It’s touted as a “magic” Christmas tree in an ad on Facebook.
At the touch of a button the twinkling tree – with inbuilt lights – unfurls itself, saving owners from having to wrestle with branches.
Beth Call thought it was a pretty good deal at $60 and snapped up the bargain.
The only problem was, Call never received her tree.
What arrived at her Ohio home was a bafflingly small package – sent from China and not from Chicago as advertised.
When Call opened the package she found a small, compact mirror.
“I was really confused – and not to mention the mirror is so ugly,” she said.
Call then went onto the seller’s Facebook page, where she saw a barrage of negative reviews from angry customers.
“It’s so aggravating,” she said. “I started to see how many people had been ordering either the wreaths or the trees and were ending up with the same thing that I received in the mail,” Call said.
Isabel Denney-Rocha was going through the same dilemma after also buying the “magic” tree.
But, instead of a mirror, what arrived on her doorstop was a set of cheap, plastic toothbrushes.
“My reaction was, ‘I didn’t order these’, but I was still waiting and excited for my tree,” she said.
She said she finally realised it was a scam when she also spotted the reviews online.
Denney-Rocha said the sellers had ignored her messages and there was no other way to contact the seller.
Unable to get her money back, Denney-Rocha said she had learnt her lesson and would not be trusting sellers on social media again.
9news.com.au has contacted Meta, the owner of Facebook, for comment.
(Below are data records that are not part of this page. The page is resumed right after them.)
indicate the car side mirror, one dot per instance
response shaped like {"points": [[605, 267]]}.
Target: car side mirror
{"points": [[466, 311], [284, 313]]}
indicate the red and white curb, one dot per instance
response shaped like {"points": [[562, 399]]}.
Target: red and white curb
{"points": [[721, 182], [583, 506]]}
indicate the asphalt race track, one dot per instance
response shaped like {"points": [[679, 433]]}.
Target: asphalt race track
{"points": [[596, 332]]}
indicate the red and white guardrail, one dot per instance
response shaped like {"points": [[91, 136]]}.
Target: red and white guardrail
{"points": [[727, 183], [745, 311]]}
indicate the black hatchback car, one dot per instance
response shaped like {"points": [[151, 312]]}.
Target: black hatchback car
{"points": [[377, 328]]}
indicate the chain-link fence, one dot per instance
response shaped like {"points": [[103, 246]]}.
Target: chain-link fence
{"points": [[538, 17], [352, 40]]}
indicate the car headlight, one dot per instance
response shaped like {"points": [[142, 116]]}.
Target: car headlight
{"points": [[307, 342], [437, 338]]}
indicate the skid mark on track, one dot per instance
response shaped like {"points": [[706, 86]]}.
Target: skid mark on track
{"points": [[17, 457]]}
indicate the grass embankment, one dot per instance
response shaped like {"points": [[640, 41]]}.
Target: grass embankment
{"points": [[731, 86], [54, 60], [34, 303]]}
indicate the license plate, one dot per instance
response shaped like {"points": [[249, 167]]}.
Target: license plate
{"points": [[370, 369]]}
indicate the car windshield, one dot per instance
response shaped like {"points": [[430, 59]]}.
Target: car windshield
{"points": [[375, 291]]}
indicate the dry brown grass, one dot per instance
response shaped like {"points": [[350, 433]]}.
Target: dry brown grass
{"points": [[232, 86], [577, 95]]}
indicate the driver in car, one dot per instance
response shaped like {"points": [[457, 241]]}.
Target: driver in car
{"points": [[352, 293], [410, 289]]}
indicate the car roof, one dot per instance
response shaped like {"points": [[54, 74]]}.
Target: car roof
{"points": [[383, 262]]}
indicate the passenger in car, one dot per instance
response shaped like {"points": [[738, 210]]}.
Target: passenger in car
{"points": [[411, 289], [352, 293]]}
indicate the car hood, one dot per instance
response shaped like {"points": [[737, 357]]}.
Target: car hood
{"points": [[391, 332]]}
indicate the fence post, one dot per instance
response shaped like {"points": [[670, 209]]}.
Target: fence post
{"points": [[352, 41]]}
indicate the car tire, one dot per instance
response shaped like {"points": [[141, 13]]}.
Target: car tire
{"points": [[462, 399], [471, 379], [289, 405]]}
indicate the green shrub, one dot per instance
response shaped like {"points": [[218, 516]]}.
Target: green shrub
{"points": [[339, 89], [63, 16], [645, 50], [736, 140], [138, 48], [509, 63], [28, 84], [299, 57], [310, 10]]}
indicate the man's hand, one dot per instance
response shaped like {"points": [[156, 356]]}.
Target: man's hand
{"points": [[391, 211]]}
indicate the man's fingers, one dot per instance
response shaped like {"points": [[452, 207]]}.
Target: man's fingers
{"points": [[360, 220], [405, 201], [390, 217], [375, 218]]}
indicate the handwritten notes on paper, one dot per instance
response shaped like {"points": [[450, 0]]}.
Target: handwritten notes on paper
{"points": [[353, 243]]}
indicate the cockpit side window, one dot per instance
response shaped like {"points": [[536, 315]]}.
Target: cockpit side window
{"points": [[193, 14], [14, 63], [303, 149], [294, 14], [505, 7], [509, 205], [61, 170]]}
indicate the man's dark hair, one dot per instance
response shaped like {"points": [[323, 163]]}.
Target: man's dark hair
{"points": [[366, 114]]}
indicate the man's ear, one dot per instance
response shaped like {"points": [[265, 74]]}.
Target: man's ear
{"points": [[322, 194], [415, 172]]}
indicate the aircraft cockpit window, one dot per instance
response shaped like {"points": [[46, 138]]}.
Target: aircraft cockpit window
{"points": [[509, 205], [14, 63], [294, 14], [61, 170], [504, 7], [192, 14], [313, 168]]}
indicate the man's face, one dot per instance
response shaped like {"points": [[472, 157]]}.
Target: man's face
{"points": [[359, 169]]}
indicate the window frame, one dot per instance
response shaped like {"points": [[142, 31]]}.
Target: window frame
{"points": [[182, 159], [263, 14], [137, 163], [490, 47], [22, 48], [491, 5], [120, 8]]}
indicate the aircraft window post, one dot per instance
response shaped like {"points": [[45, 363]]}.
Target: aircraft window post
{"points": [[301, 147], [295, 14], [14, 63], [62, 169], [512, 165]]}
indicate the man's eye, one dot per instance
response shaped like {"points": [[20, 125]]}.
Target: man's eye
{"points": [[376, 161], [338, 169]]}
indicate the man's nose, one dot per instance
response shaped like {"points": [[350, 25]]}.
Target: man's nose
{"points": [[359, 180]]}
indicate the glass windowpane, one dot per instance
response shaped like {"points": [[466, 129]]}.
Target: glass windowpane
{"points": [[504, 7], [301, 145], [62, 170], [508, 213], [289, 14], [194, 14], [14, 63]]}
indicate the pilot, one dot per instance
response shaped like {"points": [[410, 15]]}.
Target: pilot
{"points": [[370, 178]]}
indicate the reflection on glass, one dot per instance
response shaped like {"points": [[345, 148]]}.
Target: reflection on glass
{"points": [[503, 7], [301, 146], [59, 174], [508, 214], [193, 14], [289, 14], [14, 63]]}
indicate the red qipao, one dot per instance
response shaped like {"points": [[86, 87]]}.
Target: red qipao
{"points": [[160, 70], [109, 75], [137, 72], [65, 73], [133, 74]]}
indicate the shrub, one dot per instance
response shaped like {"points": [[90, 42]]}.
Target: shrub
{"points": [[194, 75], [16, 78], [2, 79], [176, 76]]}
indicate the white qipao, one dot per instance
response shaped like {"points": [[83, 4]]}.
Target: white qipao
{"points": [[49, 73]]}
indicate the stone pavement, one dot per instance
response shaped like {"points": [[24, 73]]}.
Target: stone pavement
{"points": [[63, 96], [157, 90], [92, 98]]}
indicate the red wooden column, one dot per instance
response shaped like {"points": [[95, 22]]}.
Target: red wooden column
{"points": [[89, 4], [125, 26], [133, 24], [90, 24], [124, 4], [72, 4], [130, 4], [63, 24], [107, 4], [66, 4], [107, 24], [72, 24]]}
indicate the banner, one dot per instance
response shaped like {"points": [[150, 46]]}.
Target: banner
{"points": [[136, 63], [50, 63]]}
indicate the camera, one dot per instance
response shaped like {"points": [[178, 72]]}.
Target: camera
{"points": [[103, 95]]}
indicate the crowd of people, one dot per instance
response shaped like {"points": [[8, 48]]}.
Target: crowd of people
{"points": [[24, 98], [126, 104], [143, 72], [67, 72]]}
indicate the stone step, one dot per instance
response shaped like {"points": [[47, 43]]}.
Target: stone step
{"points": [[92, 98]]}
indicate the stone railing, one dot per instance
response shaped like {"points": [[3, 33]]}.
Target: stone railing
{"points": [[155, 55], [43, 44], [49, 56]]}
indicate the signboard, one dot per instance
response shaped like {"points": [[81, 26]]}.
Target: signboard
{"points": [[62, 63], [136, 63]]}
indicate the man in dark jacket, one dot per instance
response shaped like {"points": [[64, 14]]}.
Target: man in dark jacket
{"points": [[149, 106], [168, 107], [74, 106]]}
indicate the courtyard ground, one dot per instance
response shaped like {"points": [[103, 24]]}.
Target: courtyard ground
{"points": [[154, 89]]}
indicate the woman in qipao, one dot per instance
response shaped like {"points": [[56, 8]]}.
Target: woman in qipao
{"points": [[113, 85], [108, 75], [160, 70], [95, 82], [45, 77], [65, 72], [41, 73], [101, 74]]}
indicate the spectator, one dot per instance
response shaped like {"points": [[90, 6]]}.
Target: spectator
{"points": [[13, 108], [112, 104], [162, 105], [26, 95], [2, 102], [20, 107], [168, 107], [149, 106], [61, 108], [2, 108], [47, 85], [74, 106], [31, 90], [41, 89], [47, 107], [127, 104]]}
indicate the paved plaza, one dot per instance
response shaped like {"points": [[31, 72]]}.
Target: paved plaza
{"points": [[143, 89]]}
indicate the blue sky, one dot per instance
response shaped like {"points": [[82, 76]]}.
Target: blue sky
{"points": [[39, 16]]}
Scams where dodgy sellers offer cut-price bargains via sponsored ads on Facebook and Instagram have been popular for years.
They are sometimes known as “bait and switch” ads because of the strange items that are often sent out in the mail instead of the advertised goods.
Customers falling victim to the scams often find they are unable to contact the seller after they receive the wrong item, or they are asked to return it overseas at their own expense.
Australians lost $6.6 million to online shopping scams from January to the end of September this year, according to the Australian Competition and Consumer Commission’s Scamwatch centre.
Scamwatch received almost 1900 reports of shopping scams originating on social media, with over $1.1 million in losses.
Some reports made to Scamwatch in the past have mentioned cases where “face masks” were dispatched instead of kitchenware, a “notepad” instead of an iPad and “sunglasses” instead of shoes.
How to protect yourself from shopping scams
- Online shopping scams involve scammers pretending to be legitimate online sellers with fake websites, fake ads on genuine retailer sites, or through the use of social media platforms by creating fake stores or posting ads on social media.
- If a product is too good to be true, it probably is. Look out for sellers offering items at extremely low prices.
- Be suspicious of sellers that insist on immediate payment, or payment via bank transfer. Only pay for items using a secure payment service – look for a URL starting with “https” and a closed padlock symbol, or a payment provider such as PayPal.
- If you’ve bought something online and there is a problem, you should try to contact the retailer as there may be a legitimate reason for the problem.
- If you are not satisfied with the response and suspect you may have been scammed, you may be able to arrange a charge-back through your bank if you paid by credit card.
- You can also report a scam to the ACCC through the Scamwatch website.
- Tell your friends and family about the scam so you can help protect others.